The output is there. Pipe it through hexdump
or od
.
Although there were no <tab> characters in any of your samples, you could try something like:
awk '
{ printf("Input is:\n%s\nFormat is:\n", $0)
gsub(/[^[:space:]]+/, "DATA")
gsub(/\t/, "<tab>")
gsub(/ /, "<space>")
print
}' file
If file
contains:
ABCD A L BBB J HHH 9495994 4458902 HJFGGJK SDFR 22222
f1 f2 f3 f4 f5 f6 f7 f8 f9 f10
it produces the output:
Input is:
ABCD A L BBB J HHH 9495994 4458902 HJFGGJK SDFR 22222
Format is:
DATA<space><space><space><space><space><space>DATA<space><space>DATA<space><space><space><space><space>DATA<space>DATA<space>DATA<space><space><space><space><space>DATA<space>DATA<space><space>DATA<space><space>DATA<space>DATA<space><space>
Input is:
f1 f2 f3 f4 f5 f6 f7 f8 f9 f10
Format is:
DATA<tab>DATA<space><space>DATA<tab>DATA<space>DATA<space>DATA<space>DATA<tab>DATA<space>DATA<space><tab><space>DATA
If you want to try this on a Solaris/SunOS system, change awk
to /usr/xpg4/bin/awk
.
Brilliant, thank you all.
@DonCragun, why do you say there were no tabs in my sample? I made it with a vi editor, and I actually used a tab separator. Just curious..

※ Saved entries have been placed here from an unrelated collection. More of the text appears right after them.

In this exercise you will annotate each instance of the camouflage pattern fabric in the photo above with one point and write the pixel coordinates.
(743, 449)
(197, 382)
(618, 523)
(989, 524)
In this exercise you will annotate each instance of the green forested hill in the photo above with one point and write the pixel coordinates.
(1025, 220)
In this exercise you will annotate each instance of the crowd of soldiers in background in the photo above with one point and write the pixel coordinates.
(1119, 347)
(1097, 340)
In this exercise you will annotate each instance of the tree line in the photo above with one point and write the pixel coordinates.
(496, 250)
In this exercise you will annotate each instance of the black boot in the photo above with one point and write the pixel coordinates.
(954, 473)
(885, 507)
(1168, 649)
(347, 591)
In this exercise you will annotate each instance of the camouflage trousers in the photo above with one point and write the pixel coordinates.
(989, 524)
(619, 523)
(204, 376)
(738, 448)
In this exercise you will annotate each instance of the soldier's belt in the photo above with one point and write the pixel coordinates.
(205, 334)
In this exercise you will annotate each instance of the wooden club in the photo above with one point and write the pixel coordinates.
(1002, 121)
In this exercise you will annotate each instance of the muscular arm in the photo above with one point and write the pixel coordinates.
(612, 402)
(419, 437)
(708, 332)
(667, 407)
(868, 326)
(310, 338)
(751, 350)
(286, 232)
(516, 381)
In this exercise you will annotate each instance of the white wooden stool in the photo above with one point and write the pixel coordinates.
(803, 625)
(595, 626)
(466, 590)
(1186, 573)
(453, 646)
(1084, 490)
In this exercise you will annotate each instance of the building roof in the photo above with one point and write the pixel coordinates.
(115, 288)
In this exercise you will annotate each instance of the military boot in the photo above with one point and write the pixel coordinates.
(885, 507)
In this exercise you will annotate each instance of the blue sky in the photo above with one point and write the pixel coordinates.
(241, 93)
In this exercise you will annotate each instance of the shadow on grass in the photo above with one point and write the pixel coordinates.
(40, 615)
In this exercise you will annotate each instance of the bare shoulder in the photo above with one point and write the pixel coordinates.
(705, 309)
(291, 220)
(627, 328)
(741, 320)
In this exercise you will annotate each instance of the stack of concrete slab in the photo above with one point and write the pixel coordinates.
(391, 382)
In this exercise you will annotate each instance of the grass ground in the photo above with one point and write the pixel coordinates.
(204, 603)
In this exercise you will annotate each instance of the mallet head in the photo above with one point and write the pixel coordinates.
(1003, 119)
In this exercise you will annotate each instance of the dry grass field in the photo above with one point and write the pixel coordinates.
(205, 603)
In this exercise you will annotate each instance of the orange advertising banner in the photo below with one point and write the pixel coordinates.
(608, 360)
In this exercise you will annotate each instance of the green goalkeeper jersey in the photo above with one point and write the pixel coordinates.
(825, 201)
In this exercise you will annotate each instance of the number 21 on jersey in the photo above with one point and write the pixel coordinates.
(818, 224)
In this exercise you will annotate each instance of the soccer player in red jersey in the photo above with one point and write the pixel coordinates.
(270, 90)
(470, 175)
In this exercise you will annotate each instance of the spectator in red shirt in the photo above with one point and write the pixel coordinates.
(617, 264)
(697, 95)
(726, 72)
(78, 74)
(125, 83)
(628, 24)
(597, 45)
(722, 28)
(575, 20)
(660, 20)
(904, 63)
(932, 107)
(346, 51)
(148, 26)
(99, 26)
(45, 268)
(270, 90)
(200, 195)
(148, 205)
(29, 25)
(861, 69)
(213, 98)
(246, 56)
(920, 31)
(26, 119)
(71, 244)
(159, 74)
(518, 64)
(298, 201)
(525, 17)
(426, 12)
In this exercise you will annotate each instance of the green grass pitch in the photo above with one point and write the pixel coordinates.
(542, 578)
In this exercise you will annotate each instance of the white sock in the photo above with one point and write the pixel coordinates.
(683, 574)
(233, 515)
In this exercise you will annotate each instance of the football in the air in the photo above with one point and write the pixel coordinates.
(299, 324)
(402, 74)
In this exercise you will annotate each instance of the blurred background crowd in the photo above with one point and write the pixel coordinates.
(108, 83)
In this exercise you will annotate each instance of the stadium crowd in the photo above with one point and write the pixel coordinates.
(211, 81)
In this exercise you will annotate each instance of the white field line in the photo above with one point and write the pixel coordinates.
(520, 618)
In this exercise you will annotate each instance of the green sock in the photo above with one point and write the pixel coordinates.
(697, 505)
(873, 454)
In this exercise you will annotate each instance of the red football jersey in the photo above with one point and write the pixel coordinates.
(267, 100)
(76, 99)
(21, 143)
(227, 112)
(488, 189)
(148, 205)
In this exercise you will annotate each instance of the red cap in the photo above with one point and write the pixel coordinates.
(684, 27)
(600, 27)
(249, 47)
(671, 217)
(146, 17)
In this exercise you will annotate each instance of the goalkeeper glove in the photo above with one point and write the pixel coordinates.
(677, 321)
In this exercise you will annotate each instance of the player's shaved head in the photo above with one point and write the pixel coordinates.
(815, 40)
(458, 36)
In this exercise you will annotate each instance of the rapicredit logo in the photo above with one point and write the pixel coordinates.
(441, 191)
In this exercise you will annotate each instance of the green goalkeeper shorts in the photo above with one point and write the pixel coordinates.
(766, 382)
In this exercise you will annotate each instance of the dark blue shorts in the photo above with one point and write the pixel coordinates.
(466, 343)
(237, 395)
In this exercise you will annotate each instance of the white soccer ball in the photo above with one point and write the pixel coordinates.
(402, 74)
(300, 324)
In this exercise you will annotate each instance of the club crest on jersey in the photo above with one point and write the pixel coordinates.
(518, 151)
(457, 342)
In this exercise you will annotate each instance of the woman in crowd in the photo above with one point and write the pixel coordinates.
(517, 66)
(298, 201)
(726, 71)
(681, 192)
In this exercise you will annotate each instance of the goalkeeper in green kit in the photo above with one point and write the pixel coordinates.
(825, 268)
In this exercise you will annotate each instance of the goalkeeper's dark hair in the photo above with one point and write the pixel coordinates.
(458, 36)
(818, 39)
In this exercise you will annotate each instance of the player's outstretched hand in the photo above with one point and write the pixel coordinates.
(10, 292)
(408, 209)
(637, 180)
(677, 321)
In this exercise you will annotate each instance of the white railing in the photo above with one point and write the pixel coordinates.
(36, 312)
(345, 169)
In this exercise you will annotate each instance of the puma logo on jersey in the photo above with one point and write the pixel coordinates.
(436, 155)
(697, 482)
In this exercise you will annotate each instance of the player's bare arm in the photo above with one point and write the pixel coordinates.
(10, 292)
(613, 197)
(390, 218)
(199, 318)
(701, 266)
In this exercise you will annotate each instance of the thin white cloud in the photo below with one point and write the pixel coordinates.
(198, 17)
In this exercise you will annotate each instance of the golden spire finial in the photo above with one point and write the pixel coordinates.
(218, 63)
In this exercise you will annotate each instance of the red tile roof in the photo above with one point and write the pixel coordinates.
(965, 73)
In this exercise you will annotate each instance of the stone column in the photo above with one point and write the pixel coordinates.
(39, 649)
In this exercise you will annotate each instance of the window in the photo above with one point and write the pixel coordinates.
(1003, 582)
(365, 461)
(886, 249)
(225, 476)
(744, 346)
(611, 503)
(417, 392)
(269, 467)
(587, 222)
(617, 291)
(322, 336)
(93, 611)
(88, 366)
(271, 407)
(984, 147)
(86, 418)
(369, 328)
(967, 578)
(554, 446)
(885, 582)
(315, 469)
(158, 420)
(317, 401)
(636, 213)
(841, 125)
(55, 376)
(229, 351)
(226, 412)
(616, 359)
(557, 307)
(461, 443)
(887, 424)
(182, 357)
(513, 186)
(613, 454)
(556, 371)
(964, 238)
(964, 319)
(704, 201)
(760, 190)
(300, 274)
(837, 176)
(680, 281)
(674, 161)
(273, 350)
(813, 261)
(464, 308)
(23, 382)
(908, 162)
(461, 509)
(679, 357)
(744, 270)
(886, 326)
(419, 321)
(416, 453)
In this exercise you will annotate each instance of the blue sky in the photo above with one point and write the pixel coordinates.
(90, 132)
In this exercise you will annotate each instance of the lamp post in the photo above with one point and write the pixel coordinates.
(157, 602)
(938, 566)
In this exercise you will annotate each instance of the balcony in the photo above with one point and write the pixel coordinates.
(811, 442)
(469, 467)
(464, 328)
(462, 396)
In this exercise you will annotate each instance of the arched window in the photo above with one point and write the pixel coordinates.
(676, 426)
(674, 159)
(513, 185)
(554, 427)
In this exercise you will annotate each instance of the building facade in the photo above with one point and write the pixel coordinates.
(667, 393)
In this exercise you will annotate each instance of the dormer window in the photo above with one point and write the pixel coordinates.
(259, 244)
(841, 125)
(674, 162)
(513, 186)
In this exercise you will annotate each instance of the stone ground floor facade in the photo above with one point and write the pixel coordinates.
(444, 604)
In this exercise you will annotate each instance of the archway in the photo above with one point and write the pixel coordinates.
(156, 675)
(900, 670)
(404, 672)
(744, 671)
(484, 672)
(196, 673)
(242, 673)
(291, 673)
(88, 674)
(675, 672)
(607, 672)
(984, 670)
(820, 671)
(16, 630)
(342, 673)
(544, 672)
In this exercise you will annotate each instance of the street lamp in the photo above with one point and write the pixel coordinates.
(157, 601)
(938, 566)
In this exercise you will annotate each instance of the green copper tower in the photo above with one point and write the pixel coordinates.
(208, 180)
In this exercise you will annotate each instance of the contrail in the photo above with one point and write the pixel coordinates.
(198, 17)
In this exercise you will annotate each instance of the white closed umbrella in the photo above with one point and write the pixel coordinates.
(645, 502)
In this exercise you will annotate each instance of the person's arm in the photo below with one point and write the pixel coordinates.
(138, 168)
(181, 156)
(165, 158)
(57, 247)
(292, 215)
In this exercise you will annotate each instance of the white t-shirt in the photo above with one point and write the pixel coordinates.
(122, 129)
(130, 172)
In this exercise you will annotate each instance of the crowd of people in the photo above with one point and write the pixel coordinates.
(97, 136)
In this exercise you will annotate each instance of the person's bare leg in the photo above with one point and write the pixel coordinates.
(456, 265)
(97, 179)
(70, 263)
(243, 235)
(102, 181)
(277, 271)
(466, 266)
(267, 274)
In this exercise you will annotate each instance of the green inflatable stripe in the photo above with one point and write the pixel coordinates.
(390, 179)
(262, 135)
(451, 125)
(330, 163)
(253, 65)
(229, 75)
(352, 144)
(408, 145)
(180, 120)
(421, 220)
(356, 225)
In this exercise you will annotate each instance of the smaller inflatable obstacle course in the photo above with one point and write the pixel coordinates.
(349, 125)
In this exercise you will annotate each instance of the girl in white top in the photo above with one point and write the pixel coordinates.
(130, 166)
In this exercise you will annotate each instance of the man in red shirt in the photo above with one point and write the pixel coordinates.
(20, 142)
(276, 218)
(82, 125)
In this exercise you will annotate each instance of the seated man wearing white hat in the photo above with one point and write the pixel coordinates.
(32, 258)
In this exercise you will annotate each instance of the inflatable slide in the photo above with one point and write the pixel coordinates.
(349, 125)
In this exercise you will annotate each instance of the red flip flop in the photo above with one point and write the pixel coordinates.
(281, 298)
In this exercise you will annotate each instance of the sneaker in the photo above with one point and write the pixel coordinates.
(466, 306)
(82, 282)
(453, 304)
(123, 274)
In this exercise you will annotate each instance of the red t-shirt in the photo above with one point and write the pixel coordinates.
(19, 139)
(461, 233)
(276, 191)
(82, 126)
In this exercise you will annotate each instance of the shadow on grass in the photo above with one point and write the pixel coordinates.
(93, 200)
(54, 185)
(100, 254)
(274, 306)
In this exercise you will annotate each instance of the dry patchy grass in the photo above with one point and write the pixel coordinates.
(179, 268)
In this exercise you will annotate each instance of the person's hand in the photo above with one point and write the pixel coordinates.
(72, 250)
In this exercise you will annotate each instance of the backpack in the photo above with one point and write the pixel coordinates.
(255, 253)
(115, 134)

I say there were no tabs in your sample because the text you included in post #5 and post #7 in this thread did not contain any <tab> characters.
Note that if you copy text from a terminal emulator window in which you are running vi
, vi
uses spaces instead <tab>s to display <tab> characters. On most systems, if you exit vi
and cat
the file to the screen, you can then copy the text from your terminal emulator window and paste it into a post on this forum to have <tab>s appear as <tab>s (ass long as you post those sample inside CODE tags).